Baru-baru ini ini saya membaca artikel Belanda bahwa gambaran kami akan orang Belanda dibangun berdasarkan gambaran dari sebuah film populer, jika boleh saya bertanya , atas dasar apa anda memberi gambaran kepada pemuda Indonesia ? Apa yang anda ketahui tentang penulisan sejarah kami sejauh ini? Seberapa banyak warna dalam arsip anda? Jika Belanda dan Indonesia benar-benar ingin melanjutkan penelitian ini dengan adil maka sangat tidak elok ketika mantan penjajah mendikte kami tentang apa yang seharusnya ditulis disisi Indonesia. Akan jauh lebih pantas jika anda berdiskusi dan bertanya tentang isi pikiran kami dalam melakukan penelitian.

Bukan Ketidakinginan

Saya ingin mengakhiri tulisan ini dengan membagi cerita untuk menunjukkan bahwa disini tidak ada “ketidakinginan” dari Indonesia ketika membahas kekerasan era bersiap. Salah satu sahabat saya seorang Indo Belanda bernama Max van der Werff menceritakan kepada saya kisah tentang pamannya yang terbunuh di Bandung. Lalu kami memutuskan untuk membuat sebuah acara untuk mengenang para korban era bersiap di Makam Kembang Kuning, Surabaya. Bersama dengan para anggota komunitas Roodebrug Soerabaia, kami menaruh bunga ditiap makam Belanda. Tahukah anda? Ada begitu banyak media Indonesia yang meliput bahkan salah satu televisi nasional turut mendokumentasikan. Ini adalah satu contoh dalam skala kecil bagaimana kita saling berbagi sudut pandang. Bisa anda bayangkan seandainya Max van der Werff begitu bertemu dengan saya langsung mengatakan “orang-orang yang kau sebut pahlawan itu membunuh pamanku!!” , mungkin peringatan di makam itu tak akan pernah ada.

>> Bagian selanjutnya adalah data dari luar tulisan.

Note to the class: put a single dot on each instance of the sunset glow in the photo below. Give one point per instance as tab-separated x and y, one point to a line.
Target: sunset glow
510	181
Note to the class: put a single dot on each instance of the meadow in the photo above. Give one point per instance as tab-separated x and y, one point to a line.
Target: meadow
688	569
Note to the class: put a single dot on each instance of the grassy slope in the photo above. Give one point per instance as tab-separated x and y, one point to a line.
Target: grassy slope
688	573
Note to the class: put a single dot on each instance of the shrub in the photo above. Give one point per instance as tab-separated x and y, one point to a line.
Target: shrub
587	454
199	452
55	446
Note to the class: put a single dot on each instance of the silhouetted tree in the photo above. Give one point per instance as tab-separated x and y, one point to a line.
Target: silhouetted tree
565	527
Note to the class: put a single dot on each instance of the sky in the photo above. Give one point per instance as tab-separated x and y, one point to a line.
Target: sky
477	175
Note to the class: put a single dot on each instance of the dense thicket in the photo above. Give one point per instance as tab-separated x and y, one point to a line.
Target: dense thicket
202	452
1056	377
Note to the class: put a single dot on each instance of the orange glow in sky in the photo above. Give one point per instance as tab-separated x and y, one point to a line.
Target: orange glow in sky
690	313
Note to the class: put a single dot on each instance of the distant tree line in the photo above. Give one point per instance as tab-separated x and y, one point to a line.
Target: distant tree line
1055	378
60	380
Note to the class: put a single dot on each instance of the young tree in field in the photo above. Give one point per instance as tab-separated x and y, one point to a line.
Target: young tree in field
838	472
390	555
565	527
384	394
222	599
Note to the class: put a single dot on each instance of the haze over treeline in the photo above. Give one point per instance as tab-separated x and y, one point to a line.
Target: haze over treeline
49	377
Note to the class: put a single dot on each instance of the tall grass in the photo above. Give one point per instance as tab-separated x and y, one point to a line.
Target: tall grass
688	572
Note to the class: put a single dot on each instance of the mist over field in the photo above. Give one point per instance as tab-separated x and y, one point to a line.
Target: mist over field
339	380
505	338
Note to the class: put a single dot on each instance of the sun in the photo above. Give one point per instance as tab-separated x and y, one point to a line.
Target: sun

Ketika kita benar-benar ingin kerjasama dalam penelitian ini, kita harus memperhatikan dan menghormati sudut pandang satu sama lain. Generalisasi dan pengambilan kesimpulan yang tergesa akan menutup pintu dialog. Bagi kami bangsa Indonesia, perang kemerdekaan bukanlah sebuah peristiwa khusus yang terisolir, sama halnya dengan periode bersiap. Semua terhubung dengan sejarah masa-masa sebelumnya. Indonesia maupun Belanda harus yakin bahwa gambaran satu sama lain tidak diwarnai kebencian masa lalu.

Ady Setyawan ( 1982 ) adalah seorang Insinyur Indonesia dan sejarawan amatir dari Surabaya. Pada 2010 dia mendirikan komunitas Roode Brug Soerabaia, dengan tujuan membuat sejarah lebih menyenangkan untuk dipelajari bagi generasi muda. Kerap mengadakan kegiatan reka ulang mengenang perjuangan melawan Inggris dan Belanda. Presentasi dan kegiatan pameran juga sering diadakan oleh komunitas ini.